Our company does a lot of different kinds of landscaping, but water features are something we always look forward to doing. There are advantages and disadvantages to being an all-phases landscape contractor versus just being a water feature specialist. One of the advantages is that we can land really large jobs that we wouldn’t have been able to do if we just specialized in one genre of landscaping. This is one of those cases. We landed this job specifically because we could handle the entire landscaping project, and it was a very big job: a quarter of a million dollars in all.
Part of this project involved making a functional streambed/waterfall feature that would go with the rest of the landscape and also blend in with the surrounding forest area that this property backed up to. Our challenge was to make a water feature that was as natural as possible, sounded beautiful and fit into these surroundings. It was also imperative that the water feature match the scale of the project. Our clients wanted something that would really be a main focal point in their backyard. So even though water features aren’t our only business, our goal was to build a water feature that was as good as if they were our main business. To accomplish this, we had several key phases that were imperative to succeeding in our goal.
The first thing we had to do was to come up with a design for our water feature. We work very closely with a local landscape designer, Susie Sonderen. We hired her to design this backyard landscape and water feature. After meeting with our clients and our project manager, Susie got busy creating a design where the water feature would be a main attraction but also compliment the rest of this amazing backyard. She designed a water feature that is 45 feet long and varying in width by about five to 10 feet along the way.

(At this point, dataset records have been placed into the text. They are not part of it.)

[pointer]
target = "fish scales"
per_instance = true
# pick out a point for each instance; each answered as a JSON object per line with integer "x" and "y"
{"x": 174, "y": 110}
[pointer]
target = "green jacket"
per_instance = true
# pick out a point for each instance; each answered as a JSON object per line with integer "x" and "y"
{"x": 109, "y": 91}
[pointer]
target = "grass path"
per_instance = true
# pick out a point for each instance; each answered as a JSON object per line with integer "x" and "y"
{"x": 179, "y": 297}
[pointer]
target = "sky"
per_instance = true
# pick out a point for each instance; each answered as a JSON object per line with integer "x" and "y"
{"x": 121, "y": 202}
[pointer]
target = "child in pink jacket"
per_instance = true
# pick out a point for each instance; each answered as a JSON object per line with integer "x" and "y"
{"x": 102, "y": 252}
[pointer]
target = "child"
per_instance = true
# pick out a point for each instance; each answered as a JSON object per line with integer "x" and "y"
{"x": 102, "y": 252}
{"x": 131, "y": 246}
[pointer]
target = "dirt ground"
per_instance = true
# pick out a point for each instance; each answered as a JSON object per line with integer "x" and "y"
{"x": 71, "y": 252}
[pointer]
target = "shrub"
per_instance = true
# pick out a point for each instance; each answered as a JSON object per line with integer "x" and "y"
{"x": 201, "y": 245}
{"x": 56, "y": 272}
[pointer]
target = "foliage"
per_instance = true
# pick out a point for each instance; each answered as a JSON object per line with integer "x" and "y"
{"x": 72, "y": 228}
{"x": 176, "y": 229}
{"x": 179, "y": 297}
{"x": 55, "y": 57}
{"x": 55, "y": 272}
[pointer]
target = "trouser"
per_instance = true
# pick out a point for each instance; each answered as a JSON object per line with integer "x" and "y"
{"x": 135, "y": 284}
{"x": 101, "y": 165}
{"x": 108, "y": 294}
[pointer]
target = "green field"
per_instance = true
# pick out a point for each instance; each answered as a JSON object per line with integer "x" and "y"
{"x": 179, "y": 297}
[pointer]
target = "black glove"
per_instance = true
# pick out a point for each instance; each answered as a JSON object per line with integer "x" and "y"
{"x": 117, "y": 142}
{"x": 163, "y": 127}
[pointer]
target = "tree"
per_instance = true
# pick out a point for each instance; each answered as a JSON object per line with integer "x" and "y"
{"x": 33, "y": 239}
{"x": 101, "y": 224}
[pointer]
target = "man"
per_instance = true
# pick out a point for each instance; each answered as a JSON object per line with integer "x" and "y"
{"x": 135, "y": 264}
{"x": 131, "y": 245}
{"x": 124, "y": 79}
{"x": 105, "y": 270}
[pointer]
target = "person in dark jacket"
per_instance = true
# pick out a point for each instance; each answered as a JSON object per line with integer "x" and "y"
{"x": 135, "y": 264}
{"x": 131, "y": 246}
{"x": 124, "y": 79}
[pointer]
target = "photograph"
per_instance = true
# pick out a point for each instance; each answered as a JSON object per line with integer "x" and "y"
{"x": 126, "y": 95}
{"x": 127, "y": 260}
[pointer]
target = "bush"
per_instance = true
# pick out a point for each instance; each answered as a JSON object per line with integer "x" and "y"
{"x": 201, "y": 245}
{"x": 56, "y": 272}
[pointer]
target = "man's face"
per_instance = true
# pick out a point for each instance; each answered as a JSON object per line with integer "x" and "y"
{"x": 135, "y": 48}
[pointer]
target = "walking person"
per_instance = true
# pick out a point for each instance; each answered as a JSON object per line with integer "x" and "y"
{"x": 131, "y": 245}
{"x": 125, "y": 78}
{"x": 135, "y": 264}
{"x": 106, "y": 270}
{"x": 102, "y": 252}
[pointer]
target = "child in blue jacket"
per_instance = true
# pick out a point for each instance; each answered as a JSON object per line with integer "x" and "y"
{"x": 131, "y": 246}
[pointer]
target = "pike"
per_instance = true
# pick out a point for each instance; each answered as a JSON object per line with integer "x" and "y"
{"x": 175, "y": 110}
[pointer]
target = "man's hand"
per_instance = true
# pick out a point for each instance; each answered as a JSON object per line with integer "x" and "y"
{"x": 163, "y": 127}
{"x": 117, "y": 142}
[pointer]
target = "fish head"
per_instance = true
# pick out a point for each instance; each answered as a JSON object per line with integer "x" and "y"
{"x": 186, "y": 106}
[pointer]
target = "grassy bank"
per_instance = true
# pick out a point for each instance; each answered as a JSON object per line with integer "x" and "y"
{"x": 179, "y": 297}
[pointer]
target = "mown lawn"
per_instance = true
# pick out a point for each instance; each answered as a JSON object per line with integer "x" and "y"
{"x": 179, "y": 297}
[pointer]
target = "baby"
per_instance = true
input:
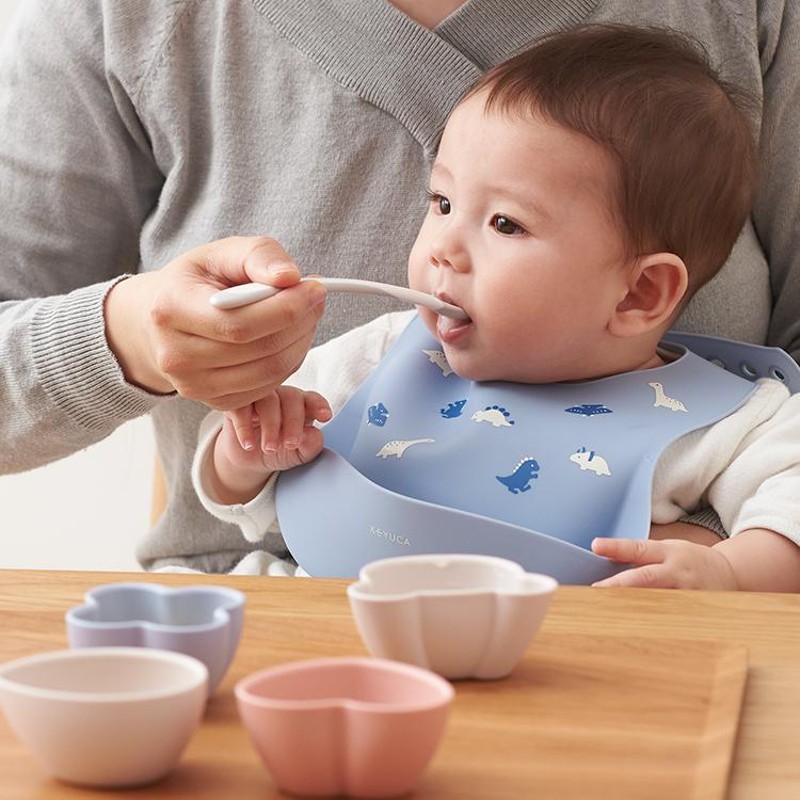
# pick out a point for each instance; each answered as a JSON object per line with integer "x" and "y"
{"x": 582, "y": 192}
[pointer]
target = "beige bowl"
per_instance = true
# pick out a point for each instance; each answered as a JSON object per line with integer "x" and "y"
{"x": 105, "y": 716}
{"x": 463, "y": 616}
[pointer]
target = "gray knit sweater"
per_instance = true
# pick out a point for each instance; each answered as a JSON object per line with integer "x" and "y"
{"x": 133, "y": 130}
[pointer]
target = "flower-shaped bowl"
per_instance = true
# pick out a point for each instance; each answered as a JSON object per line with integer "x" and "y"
{"x": 200, "y": 621}
{"x": 355, "y": 726}
{"x": 463, "y": 616}
{"x": 105, "y": 717}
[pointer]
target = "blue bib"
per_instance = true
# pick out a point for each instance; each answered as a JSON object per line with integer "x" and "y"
{"x": 420, "y": 460}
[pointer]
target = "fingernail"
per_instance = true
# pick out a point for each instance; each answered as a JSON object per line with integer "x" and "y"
{"x": 281, "y": 268}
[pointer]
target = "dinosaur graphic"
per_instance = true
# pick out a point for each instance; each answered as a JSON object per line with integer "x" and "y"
{"x": 438, "y": 357}
{"x": 377, "y": 415}
{"x": 589, "y": 409}
{"x": 667, "y": 402}
{"x": 523, "y": 473}
{"x": 590, "y": 460}
{"x": 496, "y": 416}
{"x": 397, "y": 447}
{"x": 453, "y": 410}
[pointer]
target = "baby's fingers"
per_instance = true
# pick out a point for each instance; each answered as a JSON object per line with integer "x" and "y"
{"x": 317, "y": 408}
{"x": 244, "y": 423}
{"x": 630, "y": 551}
{"x": 646, "y": 554}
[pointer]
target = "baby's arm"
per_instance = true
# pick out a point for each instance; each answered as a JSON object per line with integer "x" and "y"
{"x": 753, "y": 560}
{"x": 287, "y": 438}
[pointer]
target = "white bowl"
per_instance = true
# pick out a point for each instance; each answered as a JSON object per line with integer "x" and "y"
{"x": 462, "y": 616}
{"x": 105, "y": 716}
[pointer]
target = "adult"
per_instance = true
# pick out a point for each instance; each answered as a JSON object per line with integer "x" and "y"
{"x": 134, "y": 133}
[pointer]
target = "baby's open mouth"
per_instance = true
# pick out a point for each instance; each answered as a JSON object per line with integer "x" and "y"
{"x": 447, "y": 328}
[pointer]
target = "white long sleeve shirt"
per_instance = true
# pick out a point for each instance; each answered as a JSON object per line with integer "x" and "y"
{"x": 746, "y": 467}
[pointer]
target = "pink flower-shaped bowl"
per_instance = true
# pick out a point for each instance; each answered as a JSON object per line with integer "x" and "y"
{"x": 462, "y": 616}
{"x": 355, "y": 726}
{"x": 105, "y": 716}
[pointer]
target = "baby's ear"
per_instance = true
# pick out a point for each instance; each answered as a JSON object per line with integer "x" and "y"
{"x": 656, "y": 287}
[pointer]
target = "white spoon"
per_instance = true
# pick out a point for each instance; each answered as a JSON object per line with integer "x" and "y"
{"x": 247, "y": 293}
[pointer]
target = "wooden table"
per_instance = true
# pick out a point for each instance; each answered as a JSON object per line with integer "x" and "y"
{"x": 487, "y": 751}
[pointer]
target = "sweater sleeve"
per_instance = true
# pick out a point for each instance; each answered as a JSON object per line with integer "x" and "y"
{"x": 77, "y": 183}
{"x": 776, "y": 215}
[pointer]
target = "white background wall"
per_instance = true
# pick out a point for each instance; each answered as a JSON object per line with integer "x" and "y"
{"x": 86, "y": 511}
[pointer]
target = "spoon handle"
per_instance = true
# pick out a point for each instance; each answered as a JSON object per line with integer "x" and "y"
{"x": 247, "y": 293}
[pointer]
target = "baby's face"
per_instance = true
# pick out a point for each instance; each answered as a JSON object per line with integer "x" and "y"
{"x": 520, "y": 232}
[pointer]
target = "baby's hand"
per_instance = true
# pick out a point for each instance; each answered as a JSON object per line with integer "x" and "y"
{"x": 667, "y": 564}
{"x": 283, "y": 425}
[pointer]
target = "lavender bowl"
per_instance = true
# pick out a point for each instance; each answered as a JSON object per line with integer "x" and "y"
{"x": 200, "y": 621}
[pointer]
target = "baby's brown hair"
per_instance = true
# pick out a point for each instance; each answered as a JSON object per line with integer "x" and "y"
{"x": 678, "y": 134}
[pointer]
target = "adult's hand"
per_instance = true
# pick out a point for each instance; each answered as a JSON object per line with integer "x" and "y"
{"x": 168, "y": 337}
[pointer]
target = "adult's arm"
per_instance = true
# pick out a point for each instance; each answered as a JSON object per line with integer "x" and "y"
{"x": 776, "y": 216}
{"x": 77, "y": 182}
{"x": 82, "y": 351}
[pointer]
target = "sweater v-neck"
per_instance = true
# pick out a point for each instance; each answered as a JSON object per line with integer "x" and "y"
{"x": 415, "y": 74}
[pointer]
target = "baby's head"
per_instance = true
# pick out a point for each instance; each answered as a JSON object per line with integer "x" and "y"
{"x": 583, "y": 190}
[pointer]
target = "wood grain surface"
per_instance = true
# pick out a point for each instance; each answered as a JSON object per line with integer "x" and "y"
{"x": 624, "y": 694}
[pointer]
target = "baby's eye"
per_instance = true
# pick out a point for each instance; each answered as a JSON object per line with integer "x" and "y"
{"x": 502, "y": 224}
{"x": 440, "y": 202}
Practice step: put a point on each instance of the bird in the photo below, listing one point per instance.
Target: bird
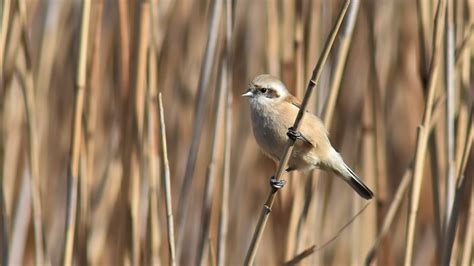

I really felt it was key for us to create a feature unlike anything we had done in the past. My inspiration came from reading a book called “The R.I.S.E. Method” by Rick Bartel. This book really changed my way of thinking when it came to water features. I felt it was important for everyone involved with the construction of this water feature to read the book as well. So I handed a copy of the book to our project manager, Brad Steyskal. He read it and was also very impressed. He had our construction foreman and each of the members of our install crew read it as well. It was the methods that Rick teaches in that book that really helped us to think outside the box and create a water feature that looked very natural and unique.
One of our goals was to add some unique features to this water feature that you wouldn’t normally see in every water feature. We started by implementing a large rock bubbler that the client already had on site. This would be one of the spillways at the top of the water feature. But to make it even more unique and natural, we installed two more spillways as well, using hidden biofalls units near the top of the water feature. The installation of three different valves allowed us to increase or decrease the flow from each of the three water sources. When dialed in just right, it is difficult to tell where the water is actually coming from in this water feature, even when you are standing right next to it. So having multiple spillways was one of the things we implemented to make the water feature unique.
Next, our designer had the idea to install a small footbridge that would run over the water feature. This created a lot of visual interest but also allowed us an amazing lighting opportunity for the next phase of our water feature. We found a bridge online at mastergardenproducts.com and installed it over the stream. We then tied some of the natural surroundings into the water feature. We used fallen logs that were on the property and had moss growing on them and placed these inside and around the edges of the water feature. Instead of bordering the water feature with only rock, as we had often done previously, we installed soil and mulch and logs right up to the edge of the stream, which helped it blend into the surrounding landscape well. One final unique feature we installed was a variable-speed pump with remote control. It allows the owner to turn the flow of the water feature up or down with a little key fob. This was something that the homeowners were excited about because they would have something that none of their friends would have.
After we had completed the project, our next phase was to add outdoor lighting. We installed an 18-inch LED light bar (Kichler Design Pro LED) underneath the bridge to shine down on the water feature. That turned out to be a very nice effect. In addition, we installed three accent lights on different sections of the water feature. Since there was a pathway next to the water feature, we also installed a few lights along the pathway that helped create a nice soft glow into the water feature area as well.
The final project was a result of all of our past experience, inspiration from Rick’s book, a great design and some creative ingenuity on all our parts, all combined to create one of our most successful water feature projects to date.
It took a little over a week for a team of three workers to install this water feature and the lighting around it. Our client ended up with a water feature that was natural, fit into its surroundings and was something unique that will serve as a talking point when entertaining guests. Our clients were thrilled with the end result and our workers learned a lot. We accomplished our goals and made good profit on the job. We now have another nice water feature to add to our portfolio. All in all, this was an ideal job.